Nel centro di Palermo c’è un ristorante, anzi qualcosa di più, una via di mezzo tra centro culturale, gastronomico e spazio di co-working, gestito e organizzato da giovani.

La peculiarità è che ognuno di loro è di nazionalità diversa da tutti gli altri.

Il sindaco Leoluca Orlando porta lì a pranzo gli ospiti internazionali che ospita nel capoluogo siciliano. Perché Molti Volti è un simbolo che la dice lunga su una città aperta. A tutti.


Esiste una realtà simile o potrebbe esserci a Bergamo? C’è questa coesione civica che valorizza le differenze? 

 

Diciamo che c’è un tentativo, a volte riuscito, di naturale convivenza di tante culture. Siamo ormai alle seconde e terze generazioni di ex stranieri, più o meno colorati. Impossibile considerarli ancora diversi. Li sentiamo, col nostro accento cantilenante.

C’è Sem l’indiano che a vent’anni ci dà lezioni di realizzazione e montaggio dei video.
C’è Youssra, adolescente marocchina, che ci fa toccare con mano le differenze tra i ritmi temporali della sua religione e la nostra.
C’è anche una giornalista in erba, Maria, che va a caccia di matrimoni misti tra bergamaschi/e e il resto del mondo e sottolinea difficoltà e arricchimenti delle coppie e delle famiglie.
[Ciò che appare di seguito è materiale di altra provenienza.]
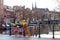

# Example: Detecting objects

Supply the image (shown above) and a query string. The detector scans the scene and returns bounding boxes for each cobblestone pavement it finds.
[0,35,60,40]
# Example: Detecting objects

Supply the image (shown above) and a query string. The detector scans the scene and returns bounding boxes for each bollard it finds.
[53,25,55,39]
[9,25,11,36]
[39,23,40,38]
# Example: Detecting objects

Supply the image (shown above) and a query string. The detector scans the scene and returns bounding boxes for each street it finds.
[0,35,60,40]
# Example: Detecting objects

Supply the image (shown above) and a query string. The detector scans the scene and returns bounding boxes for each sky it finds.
[4,0,57,10]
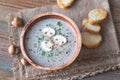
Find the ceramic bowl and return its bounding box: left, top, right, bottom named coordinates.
left=20, top=12, right=81, bottom=70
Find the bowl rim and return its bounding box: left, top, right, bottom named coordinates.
left=20, top=12, right=82, bottom=70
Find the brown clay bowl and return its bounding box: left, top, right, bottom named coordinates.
left=20, top=12, right=82, bottom=70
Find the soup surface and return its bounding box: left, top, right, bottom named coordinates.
left=25, top=18, right=76, bottom=67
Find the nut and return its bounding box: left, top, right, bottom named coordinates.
left=8, top=45, right=15, bottom=55
left=21, top=58, right=28, bottom=66
left=11, top=17, right=23, bottom=27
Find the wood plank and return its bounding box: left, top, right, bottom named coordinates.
left=0, top=0, right=120, bottom=80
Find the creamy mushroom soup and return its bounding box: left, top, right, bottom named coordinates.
left=25, top=18, right=76, bottom=67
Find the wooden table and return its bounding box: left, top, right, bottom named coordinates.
left=0, top=0, right=120, bottom=80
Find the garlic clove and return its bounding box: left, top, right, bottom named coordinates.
left=11, top=17, right=23, bottom=27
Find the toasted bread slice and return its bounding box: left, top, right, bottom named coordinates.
left=88, top=9, right=107, bottom=24
left=82, top=19, right=101, bottom=34
left=57, top=0, right=74, bottom=8
left=82, top=32, right=102, bottom=48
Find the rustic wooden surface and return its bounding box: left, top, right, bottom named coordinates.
left=0, top=0, right=120, bottom=80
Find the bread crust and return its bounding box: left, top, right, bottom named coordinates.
left=82, top=32, right=102, bottom=48
left=88, top=8, right=108, bottom=24
left=57, top=0, right=74, bottom=9
left=82, top=19, right=101, bottom=34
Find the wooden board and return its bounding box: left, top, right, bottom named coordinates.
left=0, top=0, right=120, bottom=80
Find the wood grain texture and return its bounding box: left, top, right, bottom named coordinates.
left=0, top=0, right=120, bottom=80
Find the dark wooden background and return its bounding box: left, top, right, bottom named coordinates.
left=0, top=0, right=120, bottom=80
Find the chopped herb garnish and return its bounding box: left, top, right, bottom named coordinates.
left=41, top=51, right=46, bottom=56
left=46, top=24, right=53, bottom=27
left=57, top=21, right=63, bottom=27
left=48, top=53, right=53, bottom=57
left=66, top=49, right=70, bottom=54
left=57, top=28, right=62, bottom=35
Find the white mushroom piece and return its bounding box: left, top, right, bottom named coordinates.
left=41, top=40, right=54, bottom=52
left=53, top=35, right=67, bottom=46
left=42, top=27, right=55, bottom=38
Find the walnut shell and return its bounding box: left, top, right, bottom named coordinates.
left=8, top=45, right=15, bottom=55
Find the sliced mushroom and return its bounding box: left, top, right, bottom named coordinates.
left=41, top=40, right=53, bottom=52
left=53, top=35, right=67, bottom=46
left=42, top=27, right=55, bottom=38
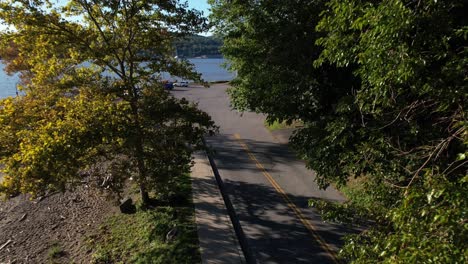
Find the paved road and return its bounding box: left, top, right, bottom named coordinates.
left=172, top=84, right=349, bottom=263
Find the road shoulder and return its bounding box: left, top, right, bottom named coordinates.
left=191, top=151, right=245, bottom=264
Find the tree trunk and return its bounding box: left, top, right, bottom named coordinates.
left=140, top=183, right=149, bottom=207
left=130, top=98, right=149, bottom=207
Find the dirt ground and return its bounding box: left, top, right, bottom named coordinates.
left=0, top=187, right=118, bottom=263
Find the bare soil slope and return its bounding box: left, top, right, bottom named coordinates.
left=0, top=187, right=118, bottom=263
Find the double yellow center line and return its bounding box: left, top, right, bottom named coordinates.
left=234, top=134, right=339, bottom=263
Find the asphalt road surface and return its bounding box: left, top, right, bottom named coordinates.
left=172, top=84, right=356, bottom=263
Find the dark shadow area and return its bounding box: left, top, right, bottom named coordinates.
left=194, top=175, right=357, bottom=263
left=203, top=135, right=359, bottom=263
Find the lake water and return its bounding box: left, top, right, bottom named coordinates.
left=0, top=59, right=235, bottom=98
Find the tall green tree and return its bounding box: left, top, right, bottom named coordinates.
left=0, top=0, right=214, bottom=203
left=211, top=0, right=468, bottom=263
left=317, top=0, right=468, bottom=263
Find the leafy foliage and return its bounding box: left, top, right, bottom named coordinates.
left=212, top=0, right=468, bottom=263
left=0, top=0, right=215, bottom=202
left=87, top=175, right=201, bottom=264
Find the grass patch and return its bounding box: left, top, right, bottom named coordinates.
left=87, top=175, right=201, bottom=263
left=264, top=120, right=303, bottom=131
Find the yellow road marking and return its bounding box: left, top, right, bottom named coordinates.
left=234, top=134, right=339, bottom=263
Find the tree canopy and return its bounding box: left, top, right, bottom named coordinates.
left=211, top=0, right=468, bottom=263
left=0, top=0, right=215, bottom=203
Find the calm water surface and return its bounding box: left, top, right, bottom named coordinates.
left=0, top=59, right=235, bottom=98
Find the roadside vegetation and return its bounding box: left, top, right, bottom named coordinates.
left=86, top=175, right=201, bottom=263
left=0, top=0, right=216, bottom=263
left=210, top=0, right=468, bottom=263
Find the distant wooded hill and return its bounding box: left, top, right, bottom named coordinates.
left=175, top=35, right=222, bottom=58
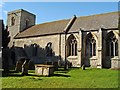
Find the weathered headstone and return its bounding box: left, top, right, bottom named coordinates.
left=22, top=59, right=29, bottom=75
left=82, top=64, right=85, bottom=70
left=15, top=58, right=25, bottom=72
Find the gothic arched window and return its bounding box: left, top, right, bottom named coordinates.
left=67, top=35, right=77, bottom=56
left=86, top=33, right=96, bottom=57
left=106, top=32, right=118, bottom=57
left=25, top=19, right=29, bottom=28
left=45, top=42, right=53, bottom=56
left=31, top=43, right=38, bottom=56
left=11, top=17, right=15, bottom=26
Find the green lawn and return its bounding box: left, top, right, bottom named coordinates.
left=2, top=68, right=118, bottom=88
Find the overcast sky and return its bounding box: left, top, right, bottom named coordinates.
left=0, top=2, right=118, bottom=24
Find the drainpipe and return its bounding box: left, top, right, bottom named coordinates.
left=64, top=15, right=77, bottom=70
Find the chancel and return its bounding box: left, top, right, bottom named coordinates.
left=4, top=9, right=120, bottom=68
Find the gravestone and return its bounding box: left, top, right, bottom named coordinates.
left=22, top=59, right=29, bottom=75
left=15, top=58, right=25, bottom=72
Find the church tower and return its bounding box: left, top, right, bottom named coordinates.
left=7, top=9, right=36, bottom=47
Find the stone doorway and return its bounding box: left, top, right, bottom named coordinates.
left=11, top=52, right=15, bottom=65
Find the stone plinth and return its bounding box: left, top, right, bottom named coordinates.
left=35, top=64, right=54, bottom=76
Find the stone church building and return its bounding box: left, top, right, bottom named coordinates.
left=7, top=9, right=120, bottom=68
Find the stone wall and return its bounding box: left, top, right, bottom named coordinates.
left=15, top=35, right=60, bottom=63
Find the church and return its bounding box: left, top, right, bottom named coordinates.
left=7, top=9, right=120, bottom=68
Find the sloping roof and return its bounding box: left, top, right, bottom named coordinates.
left=69, top=12, right=119, bottom=32
left=15, top=19, right=69, bottom=38
left=15, top=12, right=118, bottom=38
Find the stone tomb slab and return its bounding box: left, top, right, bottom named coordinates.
left=35, top=64, right=54, bottom=76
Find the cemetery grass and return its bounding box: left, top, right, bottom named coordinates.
left=2, top=68, right=120, bottom=88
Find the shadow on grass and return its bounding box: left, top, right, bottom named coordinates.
left=2, top=71, right=38, bottom=77
left=53, top=74, right=70, bottom=77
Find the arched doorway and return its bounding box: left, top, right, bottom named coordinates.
left=103, top=31, right=118, bottom=68
left=84, top=33, right=96, bottom=67
left=67, top=34, right=77, bottom=56
left=11, top=51, right=15, bottom=65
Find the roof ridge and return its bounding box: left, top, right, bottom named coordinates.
left=77, top=11, right=118, bottom=18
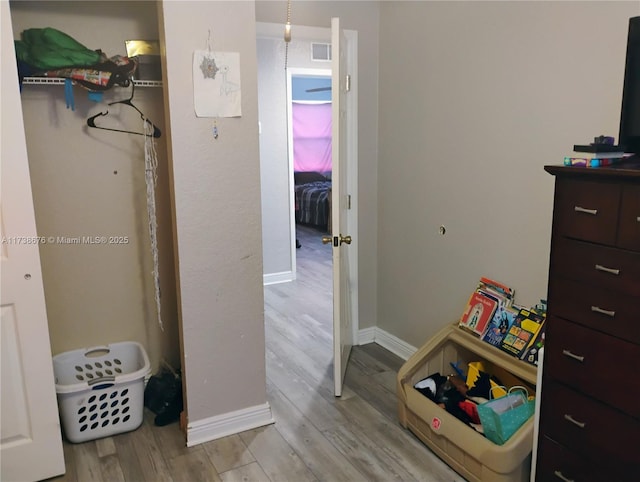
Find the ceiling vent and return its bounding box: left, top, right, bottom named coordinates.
left=311, top=42, right=331, bottom=62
Ma la realtà quotidiana, quella che tocchiamo con mano noi cronisti, è l’attacco, spesso violento e cattivo, a chi non è integrato.
Io stessa, da direttrice di un quotidiano locale parecchio seguito sui social, passo ore a cancellare commenti impregnati di insulti e minacce a quelle che sono definite ironicamente “risorse”.
Vero, la rabbia è scatenata dalle notizie di reato, peraltro spesso piccoli spacci, furtarelli, raramente ferimenti o peggio.
Ma è lampante come troppi bergamaschi ancora trovino uno sfogo ai loro problemi e malumori aggredendo lo straniero: il capro espiatorio.
È qui che si sente, o meglio non si sente, quell’atmosfera che sa di umanità, a prescindere dalla provenienza.
È qui che si deve lavorare ancora tanto.
E per fortuna esistono associazioni e volontari impegnati in questa direzione, non solo di aiuto dei più fragili (e chi arriva da lontano in cerca di una vita più sicura e almeno decente lo è).


Per fortuna proprio nella nostra città è attiva da qualche anno l’Accademia per l’integrazione: progetto sperimentale di accoglienza attiva dei richiedenti asilo che vuol costruire le premesse per una possibile convivenza fondata sull’autonomia e sulla legalità.
Quello che manca è una rete che costruisca la base e il sostegno dei diversi mezzi utili a incoraggiare processi di cambiamento e buone pratiche per facilitare l’inclusione.
E dire che esiste a livello europeo uno strumento utilizzabile dai Comuni proprio con questi obiettivi.
È il programma delle Città Interculturali del Consiglio d’Europa, nato per supportare gli enti locali nel dotarsi di politiche che valorizzino le diversità, apportando ricadute positive per l’intera popolazione.

Sono già 29 le città italiane che hanno aderito a questo programma. Consapevoli che la cultura e la convivenza civile prosperano solo laddove ci si contamina, non nei luoghi isolati e “puri”.